Next-generation VW platforms due in 2026, will be the last designed for petrol, diesel engines – report

In anticipation of the so-called “death” of the internal combustion engine, Volkswagen Group has announced that it will gradually phase out development of platforms that are designed for petrol and diesel cars, Automotive News reports.

Company chief strategist Michael Jost said “our colleagues are working on the last platform for vehicles that aren’t CO2 neutral. We’re gradually fading out combustion engines to the absolute minimum.” The company expects the era of the combustion car to fade away once its next and final petrol/diesel platforms are introduced in 2026.

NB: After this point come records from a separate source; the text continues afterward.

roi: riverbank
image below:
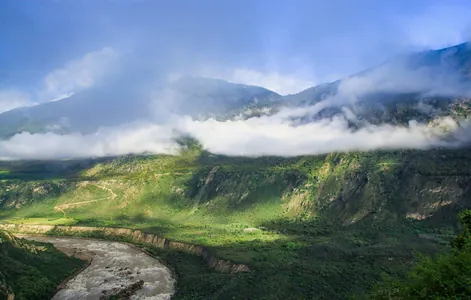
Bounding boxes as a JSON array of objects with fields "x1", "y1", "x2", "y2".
[
  {"x1": 51, "y1": 246, "x2": 94, "y2": 297},
  {"x1": 0, "y1": 231, "x2": 88, "y2": 300},
  {"x1": 21, "y1": 235, "x2": 175, "y2": 299},
  {"x1": 1, "y1": 220, "x2": 446, "y2": 299},
  {"x1": 0, "y1": 224, "x2": 250, "y2": 273},
  {"x1": 2, "y1": 224, "x2": 256, "y2": 299}
]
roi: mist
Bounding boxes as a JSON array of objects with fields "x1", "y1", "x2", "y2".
[
  {"x1": 1, "y1": 0, "x2": 470, "y2": 160},
  {"x1": 0, "y1": 42, "x2": 470, "y2": 160},
  {"x1": 0, "y1": 103, "x2": 468, "y2": 160}
]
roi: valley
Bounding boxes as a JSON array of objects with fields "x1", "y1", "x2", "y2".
[
  {"x1": 20, "y1": 235, "x2": 175, "y2": 300},
  {"x1": 0, "y1": 16, "x2": 470, "y2": 297},
  {"x1": 1, "y1": 146, "x2": 470, "y2": 299}
]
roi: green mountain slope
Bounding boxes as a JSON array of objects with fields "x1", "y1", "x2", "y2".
[
  {"x1": 0, "y1": 43, "x2": 471, "y2": 299},
  {"x1": 1, "y1": 147, "x2": 470, "y2": 298},
  {"x1": 0, "y1": 230, "x2": 86, "y2": 300}
]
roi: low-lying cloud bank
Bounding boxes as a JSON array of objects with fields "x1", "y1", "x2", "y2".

Traditional automakers are under increasing pressure from regulators to reduce CO2 emissions to combat climate change, prompting Volkswagen to pursue a radical shift to electric vehicles. With that, VW has begun introducing its first wave of electric cars (the I.D. range), including the Porsche Taycan, which is set to debut next year.

The electric push will encompass 12 automotive brands under the group’s umbrella, and is forecast to comprise about 15 million vehicles. Volkswagen Group has allocated US$50 billion (RM207.8 billion) over the next five years to spend on its transformation to self-driving, electric cars.




From left: Volkswagen I.D. Crozz, Porsche Taycan

The first model of the full-electric range to be produced is the I.D. hatchback, with production set to begin in 12 months in Germany. Other I.D. models like the Crozz and Vizzion flagship will follow – it’s unclear where the duo will be assembled, but reports suggest that other I.D. models will be built at the firm’s facilities in China by 2020. VW plans to launch fully or partly electric versions across its line-up of more than 300 cars, vans, trucks and motorbikes by 2030.

The gradual exit of combustion engines marks a big change for Volkswagen, which became the poster child of car pollution after it admitted to cheating on emissions tests in a scandal involving 11 million vehicles worldwide. “Yes, we have a clear responsibility here,” Jost said. “We made mistakes.”

Moving forward, Volkswagen will continue to modify its combustion engine technology after the new platform is introduced in 2026. After 2050, there may still be residual gasoline and diesel models in markets lacking charging infrastructure, said Jost.